DUNIA
Trump Sebut Dunia Tak Bisa Bertahan Lama Tanpa Deal Iran
AKTUALITAS.ID – Presiden Amerika Serikat Donald Trump menyampaikan pernyataan yang menjadi sorotan internasional setelah menyebut dunia dapat menghadapi krisis pasokan energi apabila tidak tercapai kesepakatan dengan Iran terkait pembukaan kembali Selat Hormuz.
Berbicara di sela-sela Konferensi Tingkat Tinggi (KTT) G7, Trump mengatakan cadangan minyak global berada dalam kondisi yang mengkhawatirkan dan memperingatkan bahwa gangguan berkepanjangan terhadap jalur distribusi energi dapat memicu kekacauan ekonomi.

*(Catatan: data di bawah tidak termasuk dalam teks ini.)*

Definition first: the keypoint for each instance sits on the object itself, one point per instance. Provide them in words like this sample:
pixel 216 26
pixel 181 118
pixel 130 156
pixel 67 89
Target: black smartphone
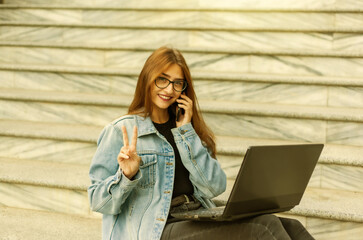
pixel 177 110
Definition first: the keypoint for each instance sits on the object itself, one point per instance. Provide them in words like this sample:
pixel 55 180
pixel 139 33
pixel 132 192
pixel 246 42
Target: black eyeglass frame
pixel 172 82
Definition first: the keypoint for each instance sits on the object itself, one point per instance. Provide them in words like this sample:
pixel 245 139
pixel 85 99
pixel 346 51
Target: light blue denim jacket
pixel 139 208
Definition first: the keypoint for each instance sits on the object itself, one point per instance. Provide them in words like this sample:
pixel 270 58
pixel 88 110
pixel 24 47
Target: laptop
pixel 271 179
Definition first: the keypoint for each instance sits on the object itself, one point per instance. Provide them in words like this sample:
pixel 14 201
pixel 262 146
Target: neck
pixel 160 116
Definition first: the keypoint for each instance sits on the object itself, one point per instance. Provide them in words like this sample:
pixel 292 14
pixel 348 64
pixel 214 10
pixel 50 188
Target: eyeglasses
pixel 178 85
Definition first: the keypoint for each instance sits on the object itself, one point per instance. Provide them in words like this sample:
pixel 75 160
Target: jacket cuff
pixel 186 129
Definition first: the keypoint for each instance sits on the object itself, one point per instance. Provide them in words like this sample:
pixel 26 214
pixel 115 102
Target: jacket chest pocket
pixel 148 170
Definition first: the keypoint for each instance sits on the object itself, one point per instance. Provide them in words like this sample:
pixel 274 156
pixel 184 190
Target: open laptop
pixel 271 179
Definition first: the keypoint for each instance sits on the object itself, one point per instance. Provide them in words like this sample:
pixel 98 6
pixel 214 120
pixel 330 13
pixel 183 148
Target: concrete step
pixel 204 18
pixel 54 187
pixel 295 90
pixel 47 187
pixel 34 225
pixel 231 5
pixel 340 167
pixel 273 38
pixel 288 62
pixel 254 120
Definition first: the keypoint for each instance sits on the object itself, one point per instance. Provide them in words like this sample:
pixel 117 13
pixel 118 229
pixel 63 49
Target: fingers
pixel 123 155
pixel 126 138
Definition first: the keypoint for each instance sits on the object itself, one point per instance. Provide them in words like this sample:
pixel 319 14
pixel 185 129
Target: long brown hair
pixel 157 62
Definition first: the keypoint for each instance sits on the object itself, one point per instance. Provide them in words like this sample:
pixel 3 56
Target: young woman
pixel 159 156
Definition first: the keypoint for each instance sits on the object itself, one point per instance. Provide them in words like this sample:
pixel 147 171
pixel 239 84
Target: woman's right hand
pixel 128 159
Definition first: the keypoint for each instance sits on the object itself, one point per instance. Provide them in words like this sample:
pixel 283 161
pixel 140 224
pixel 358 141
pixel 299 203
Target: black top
pixel 182 184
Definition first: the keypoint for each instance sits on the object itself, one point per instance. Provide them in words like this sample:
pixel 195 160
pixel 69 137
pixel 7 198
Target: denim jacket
pixel 139 208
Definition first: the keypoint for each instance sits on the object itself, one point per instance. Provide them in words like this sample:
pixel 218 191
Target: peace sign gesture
pixel 128 159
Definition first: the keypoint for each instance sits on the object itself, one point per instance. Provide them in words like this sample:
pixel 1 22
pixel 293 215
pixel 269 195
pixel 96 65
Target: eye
pixel 162 79
pixel 179 83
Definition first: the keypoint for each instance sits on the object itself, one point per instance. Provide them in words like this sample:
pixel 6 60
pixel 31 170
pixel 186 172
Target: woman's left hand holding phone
pixel 128 159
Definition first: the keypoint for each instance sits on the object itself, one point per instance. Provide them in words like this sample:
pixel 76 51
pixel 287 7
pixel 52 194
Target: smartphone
pixel 177 110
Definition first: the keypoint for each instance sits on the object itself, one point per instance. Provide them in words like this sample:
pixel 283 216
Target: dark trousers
pixel 261 227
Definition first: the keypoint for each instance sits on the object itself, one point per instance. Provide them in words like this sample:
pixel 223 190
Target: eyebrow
pixel 166 75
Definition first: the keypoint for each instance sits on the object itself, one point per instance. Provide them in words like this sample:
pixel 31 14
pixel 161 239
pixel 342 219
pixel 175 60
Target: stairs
pixel 268 72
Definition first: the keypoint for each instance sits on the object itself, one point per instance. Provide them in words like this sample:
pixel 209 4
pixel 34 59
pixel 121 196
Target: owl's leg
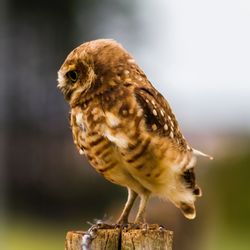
pixel 125 213
pixel 141 214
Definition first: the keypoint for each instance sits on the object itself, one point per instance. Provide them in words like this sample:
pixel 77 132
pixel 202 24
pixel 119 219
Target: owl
pixel 126 128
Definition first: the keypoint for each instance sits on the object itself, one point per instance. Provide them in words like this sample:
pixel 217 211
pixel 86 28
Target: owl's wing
pixel 158 116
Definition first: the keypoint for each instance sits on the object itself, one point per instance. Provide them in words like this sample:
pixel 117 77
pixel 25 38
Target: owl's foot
pixel 100 224
pixel 143 226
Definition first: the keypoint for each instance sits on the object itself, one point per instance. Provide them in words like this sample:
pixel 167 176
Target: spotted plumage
pixel 126 128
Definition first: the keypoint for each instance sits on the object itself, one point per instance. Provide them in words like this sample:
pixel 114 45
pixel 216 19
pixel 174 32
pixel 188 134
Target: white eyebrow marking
pixel 60 79
pixel 154 112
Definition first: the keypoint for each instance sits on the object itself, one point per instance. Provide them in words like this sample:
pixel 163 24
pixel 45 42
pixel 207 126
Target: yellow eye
pixel 72 75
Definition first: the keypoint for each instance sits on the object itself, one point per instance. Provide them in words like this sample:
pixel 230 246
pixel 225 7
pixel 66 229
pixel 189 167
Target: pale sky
pixel 195 52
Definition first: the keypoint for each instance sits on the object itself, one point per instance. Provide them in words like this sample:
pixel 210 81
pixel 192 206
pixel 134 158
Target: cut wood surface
pixel 117 239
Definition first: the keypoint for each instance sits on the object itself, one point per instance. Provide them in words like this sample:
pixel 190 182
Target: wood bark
pixel 117 239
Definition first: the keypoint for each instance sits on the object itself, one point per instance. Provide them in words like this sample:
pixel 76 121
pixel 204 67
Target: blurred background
pixel 195 52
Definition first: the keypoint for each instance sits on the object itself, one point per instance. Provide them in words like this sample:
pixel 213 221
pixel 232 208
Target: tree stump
pixel 152 238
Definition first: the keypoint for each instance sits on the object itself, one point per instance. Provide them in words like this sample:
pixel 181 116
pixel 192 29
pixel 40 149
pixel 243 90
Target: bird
pixel 127 129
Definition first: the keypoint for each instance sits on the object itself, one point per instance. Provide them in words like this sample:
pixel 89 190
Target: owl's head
pixel 90 69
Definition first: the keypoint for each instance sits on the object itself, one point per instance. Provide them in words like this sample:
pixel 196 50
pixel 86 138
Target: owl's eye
pixel 72 75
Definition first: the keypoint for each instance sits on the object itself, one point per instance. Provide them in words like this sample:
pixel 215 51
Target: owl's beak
pixel 61 80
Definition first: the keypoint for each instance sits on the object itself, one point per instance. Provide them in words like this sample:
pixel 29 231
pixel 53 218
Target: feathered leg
pixel 141 214
pixel 129 204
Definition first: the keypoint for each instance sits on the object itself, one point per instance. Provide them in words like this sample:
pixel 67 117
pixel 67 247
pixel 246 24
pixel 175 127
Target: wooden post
pixel 151 238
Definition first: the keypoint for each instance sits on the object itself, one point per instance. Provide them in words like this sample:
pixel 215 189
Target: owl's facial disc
pixel 75 80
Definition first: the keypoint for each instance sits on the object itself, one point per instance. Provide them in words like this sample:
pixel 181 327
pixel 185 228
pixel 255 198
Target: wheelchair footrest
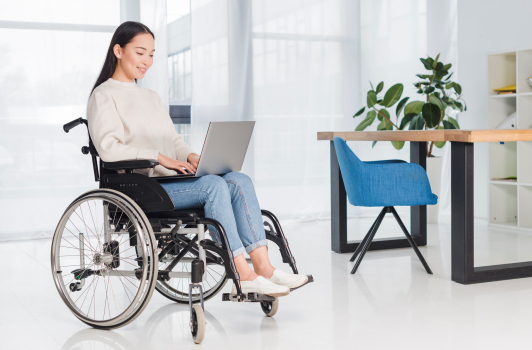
pixel 310 279
pixel 249 297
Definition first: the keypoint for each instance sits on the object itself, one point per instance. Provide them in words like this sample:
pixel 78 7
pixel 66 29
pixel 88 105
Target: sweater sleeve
pixel 107 131
pixel 182 150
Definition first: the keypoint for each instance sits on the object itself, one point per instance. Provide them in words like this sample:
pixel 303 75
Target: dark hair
pixel 123 35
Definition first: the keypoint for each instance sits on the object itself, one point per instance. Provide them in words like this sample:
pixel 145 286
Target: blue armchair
pixel 385 183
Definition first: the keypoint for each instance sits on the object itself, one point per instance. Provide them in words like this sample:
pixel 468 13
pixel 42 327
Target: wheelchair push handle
pixel 70 125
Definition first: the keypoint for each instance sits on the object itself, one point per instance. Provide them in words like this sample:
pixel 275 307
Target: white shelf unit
pixel 510 203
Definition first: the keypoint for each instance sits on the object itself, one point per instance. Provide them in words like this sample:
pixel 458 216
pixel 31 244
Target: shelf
pixel 504 183
pixel 525 203
pixel 503 96
pixel 524 71
pixel 525 167
pixel 502 71
pixel 499 109
pixel 525 112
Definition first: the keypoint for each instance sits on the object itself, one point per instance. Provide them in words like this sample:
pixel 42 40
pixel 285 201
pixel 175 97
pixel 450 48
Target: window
pixel 179 65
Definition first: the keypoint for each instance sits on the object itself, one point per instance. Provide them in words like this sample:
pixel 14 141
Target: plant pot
pixel 434 165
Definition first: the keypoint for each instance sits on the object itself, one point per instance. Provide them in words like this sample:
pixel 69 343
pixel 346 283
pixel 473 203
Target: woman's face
pixel 135 58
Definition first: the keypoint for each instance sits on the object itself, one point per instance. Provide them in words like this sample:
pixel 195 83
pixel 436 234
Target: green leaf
pixel 406 120
pixel 458 88
pixel 437 101
pixel 379 87
pixel 370 117
pixel 417 123
pixel 398 144
pixel 431 114
pixel 448 125
pixel 426 63
pixel 372 99
pixel 454 121
pixel 400 106
pixel 449 77
pixel 359 112
pixel 387 115
pixel 392 95
pixel 414 107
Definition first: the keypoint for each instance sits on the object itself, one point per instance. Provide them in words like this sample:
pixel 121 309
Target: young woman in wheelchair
pixel 127 122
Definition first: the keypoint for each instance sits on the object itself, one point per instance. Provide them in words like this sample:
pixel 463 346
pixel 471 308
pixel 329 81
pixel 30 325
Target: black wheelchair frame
pixel 158 207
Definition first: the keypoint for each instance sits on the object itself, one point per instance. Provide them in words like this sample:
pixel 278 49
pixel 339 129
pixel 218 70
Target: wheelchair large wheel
pixel 177 289
pixel 99 274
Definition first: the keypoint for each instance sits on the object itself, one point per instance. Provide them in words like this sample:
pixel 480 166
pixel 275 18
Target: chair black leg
pixel 411 241
pixel 368 241
pixel 361 245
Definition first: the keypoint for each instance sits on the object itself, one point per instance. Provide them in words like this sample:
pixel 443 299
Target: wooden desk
pixel 462 170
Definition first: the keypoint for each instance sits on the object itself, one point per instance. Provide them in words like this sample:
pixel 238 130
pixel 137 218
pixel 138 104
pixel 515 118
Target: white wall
pixel 484 27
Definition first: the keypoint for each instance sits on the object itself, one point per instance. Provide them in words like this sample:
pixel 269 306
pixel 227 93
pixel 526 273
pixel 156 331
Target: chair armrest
pixel 130 164
pixel 386 161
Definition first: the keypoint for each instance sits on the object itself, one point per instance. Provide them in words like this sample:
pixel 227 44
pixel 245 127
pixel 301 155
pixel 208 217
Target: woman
pixel 130 122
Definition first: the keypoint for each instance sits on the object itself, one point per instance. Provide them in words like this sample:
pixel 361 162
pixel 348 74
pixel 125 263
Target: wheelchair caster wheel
pixel 75 287
pixel 270 307
pixel 197 324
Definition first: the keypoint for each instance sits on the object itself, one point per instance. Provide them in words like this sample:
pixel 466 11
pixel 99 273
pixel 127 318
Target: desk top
pixel 431 135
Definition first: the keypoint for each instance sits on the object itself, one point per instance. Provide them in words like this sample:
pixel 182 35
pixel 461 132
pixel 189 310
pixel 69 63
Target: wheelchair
pixel 115 245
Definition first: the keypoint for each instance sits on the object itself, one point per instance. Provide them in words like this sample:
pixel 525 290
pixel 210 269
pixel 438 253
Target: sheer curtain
pixel 52 53
pixel 298 67
pixel 295 67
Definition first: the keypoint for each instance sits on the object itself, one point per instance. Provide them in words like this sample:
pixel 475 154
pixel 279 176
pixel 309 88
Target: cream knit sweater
pixel 127 122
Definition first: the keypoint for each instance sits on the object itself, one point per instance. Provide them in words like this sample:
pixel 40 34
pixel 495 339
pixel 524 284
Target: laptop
pixel 224 149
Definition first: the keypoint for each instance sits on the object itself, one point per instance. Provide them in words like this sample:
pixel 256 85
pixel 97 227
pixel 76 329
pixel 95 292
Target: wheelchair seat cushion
pixel 176 213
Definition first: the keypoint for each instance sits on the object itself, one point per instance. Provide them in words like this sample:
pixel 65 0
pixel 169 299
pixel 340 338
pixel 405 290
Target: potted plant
pixel 439 93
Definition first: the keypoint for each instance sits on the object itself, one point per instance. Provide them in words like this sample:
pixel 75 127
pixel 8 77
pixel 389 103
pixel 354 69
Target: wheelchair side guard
pixel 224 251
pixel 277 236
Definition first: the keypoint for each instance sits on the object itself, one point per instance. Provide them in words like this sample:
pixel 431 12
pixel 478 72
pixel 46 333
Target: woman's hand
pixel 193 159
pixel 177 165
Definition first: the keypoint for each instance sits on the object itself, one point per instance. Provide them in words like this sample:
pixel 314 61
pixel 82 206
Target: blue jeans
pixel 231 200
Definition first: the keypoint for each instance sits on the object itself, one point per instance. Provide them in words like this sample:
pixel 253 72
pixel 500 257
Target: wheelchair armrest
pixel 130 164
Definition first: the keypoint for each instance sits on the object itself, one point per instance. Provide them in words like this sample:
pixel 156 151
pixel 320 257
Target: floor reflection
pixel 167 327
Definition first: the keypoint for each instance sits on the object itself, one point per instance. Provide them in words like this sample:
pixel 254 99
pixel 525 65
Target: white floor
pixel 391 303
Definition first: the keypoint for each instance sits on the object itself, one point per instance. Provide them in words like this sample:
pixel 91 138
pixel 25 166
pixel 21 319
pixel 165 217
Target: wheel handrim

“Kita akan kehabisan cadangan dalam waktu sekitar empat minggu,” kata Trump kepada wartawan sebagaimana dikutip The Hill, Kamis (18/6/2026). Ia menambahkan bahwa apabila jalur pelayaran tetap terganggu, pasokan minyak dunia akan semakin sulit diperoleh.
Trump juga mengakui bahwa konflik bersenjata yang terus berlangsung berpotensi membuat kapal-kapal tanker tidak dapat melintasi Selat Hormuz, salah satu jalur pelayaran energi paling strategis di dunia.
“Jika kita terus membom, kapal-kapal itu tidak akan bisa berlayar,” ujarnya.
Pernyataan tersebut muncul di tengah kabar bahwa Amerika Serikat dan Iran telah menyelesaikan sebuah nota kesepahaman yang disebut bertujuan mengakhiri konflik serta membuka kembali jalur pelayaran di Selat Hormuz.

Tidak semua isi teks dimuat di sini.